Shares in the maker of Snapchat fell 25 percent in after-hours trading -- which is especially notable since so many stockholders are still barred from selling by the lock-up period, as financial journalist Dan Primack pointed out. The tumble would likely be worse otherwise. Users only increased 5 percent quarter-over-quarter, while average earnings per user decreased. Revenue was up by a large percentage, coming in just shy of $150 million, but that's less meaningful when you're starting with a small number. Some investors anticipated the weak results and shorted the company's stock aggressively.

Perhaps the rest of the investors should be concerned that the executives on the earnings call sounded positively chipper, as if they hadn't had a disappointing quarter or missed guidance at all.

The dismal growth in daily active users is fine and dandy, the executives implied, because its audience still dwarfs most TV companies. That's a red herring -- as ad dollars increasingly leave TV for digital, Snapchat will be competing against other social media platforms, not the once-mighty likes of ESPN. Right now the company looks poised to limp along like Twitter instead of charging ahead a la Facebook and Instagram.

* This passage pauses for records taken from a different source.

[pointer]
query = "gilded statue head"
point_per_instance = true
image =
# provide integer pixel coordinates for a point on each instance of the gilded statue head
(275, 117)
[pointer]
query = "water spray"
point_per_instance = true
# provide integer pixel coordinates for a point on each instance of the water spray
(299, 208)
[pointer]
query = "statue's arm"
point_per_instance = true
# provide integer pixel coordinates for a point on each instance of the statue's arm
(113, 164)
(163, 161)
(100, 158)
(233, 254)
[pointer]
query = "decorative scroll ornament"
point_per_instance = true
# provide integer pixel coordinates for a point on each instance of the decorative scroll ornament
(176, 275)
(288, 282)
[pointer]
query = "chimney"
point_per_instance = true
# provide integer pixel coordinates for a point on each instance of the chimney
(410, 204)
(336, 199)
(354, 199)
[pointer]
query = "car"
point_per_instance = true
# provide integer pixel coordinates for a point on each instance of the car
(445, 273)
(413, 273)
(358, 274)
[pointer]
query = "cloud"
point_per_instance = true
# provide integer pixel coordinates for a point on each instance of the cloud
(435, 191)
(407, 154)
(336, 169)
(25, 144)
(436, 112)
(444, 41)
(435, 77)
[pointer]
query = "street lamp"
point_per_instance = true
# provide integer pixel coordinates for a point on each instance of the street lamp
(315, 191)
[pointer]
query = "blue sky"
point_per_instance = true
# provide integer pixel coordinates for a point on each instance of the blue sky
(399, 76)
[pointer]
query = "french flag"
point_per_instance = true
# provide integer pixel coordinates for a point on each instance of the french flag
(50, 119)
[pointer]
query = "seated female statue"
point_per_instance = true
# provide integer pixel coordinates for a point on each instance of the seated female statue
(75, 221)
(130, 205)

Answering questions from analysts, CEO Evan Spiegel returned to the theme of "creativity" multiple times, emphasizing how much current users enjoy and return to the app, as well as the company's own ability to innovate. He derided the focus on daily active users, dismissing many companies' efforts in this area as cheesy "growth-hacking" that Snap wants to rise above. Spiegel admitted that the need for a high-end smartphone and strong cellular connectivity inherently limit Snap's growth in developing countries, at least until their amenities catch up with the rest of the world.

Snap is undeniably a mold-breaking product that many users love. It also has no competitive moat. Most users' social graphs are already duplicated on Facebook properties, and Instagram's clone of Snapchat Stories has surged ahead of the original in terms of usership. There is essentially no cost to users if they want to drop Snapchat, or never start using it in the first place, since the attractive features will show up on an app they already use soon enough.

One analyst asked Spiegel and his team why an advertiser would choose Snapchat instead of "dumping more money into Facebook." Chief strategy officer Imran Khan said that Snapchat's full-screen, full-sound option is the best mobile ad product in the world. What Khan's didn't explain was why he and Spiegel think they can win against Facebook, when the latter company has vastly more users as well as more mature targeting and analysis capabilities.

Until Snap can make a more compelling case for itself, the company had better learn how to brace Wall Street for bad news. Overpromising and underdelivering isn't a recipe for success, not even for a company whose CEO can never be fired.